Combine multiple dataframes into a single dataframe.

Parameters:

bridgedb_df – BridgeDb output.
df_list – list of dataframes to be combined.

Returns:

a single dataframe containing from a list of dataframes

pyBiodatafuse.utils.combine_with_homologs(df: DataFrame, homolog_dfs: list) → DataFrame[source]

Merge a DataFrame with a list of homolog dataframes.

Parameters:

df – An already combined df containing output of non-homolog annotators.
homolog_dfs – List of homolog dataframes to be combined.

Returns:

Merged DataFrame with homolog-derived data added, clean of temp columns.

pyBiodatafuse.utils.check_columns_against_constants(data_df: DataFrame, output_dict: dict, check_values_in: list)[source]

Check if columns in the data source output DataFrame match expected types and values from a dictionary of constants.

Parameters:

data_df – DataFrame to check.
output_dict – Dictionary containing expected types for columns.
check_values_in – List of column names to check values against constants.
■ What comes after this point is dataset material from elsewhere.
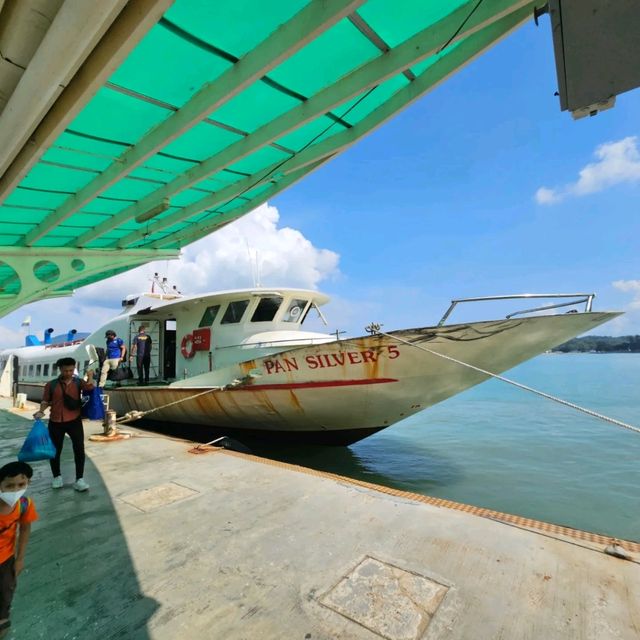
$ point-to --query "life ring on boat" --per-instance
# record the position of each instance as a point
(187, 348)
pyBiodatafuse.utils.create_harmonized_input_file(annotated_df: DataFrame, target_col: str, target_source: str, identifier_source: str | None = None) → DataFrame[source]

Create a harmonized input DataFrame by extracting specific identifiers from a complex nested structure within a target column.

Parameters:

annotated_df – DataFrame containing the initial data with nested dictionaries.
target_col – Name of the column containing the nested dictionaries.
target_source – The specific identifier source to extract (e.g., ‘EFO’, ‘OMIM’).
identifier_source – The main identifier in the output.

Returns:

A DataFrame with original identifiers and the extracted target identifiers.

pyBiodatafuse.utils.give_annotator_warning(annotator_name: str) → None[source]: Get the warning message for an annotator.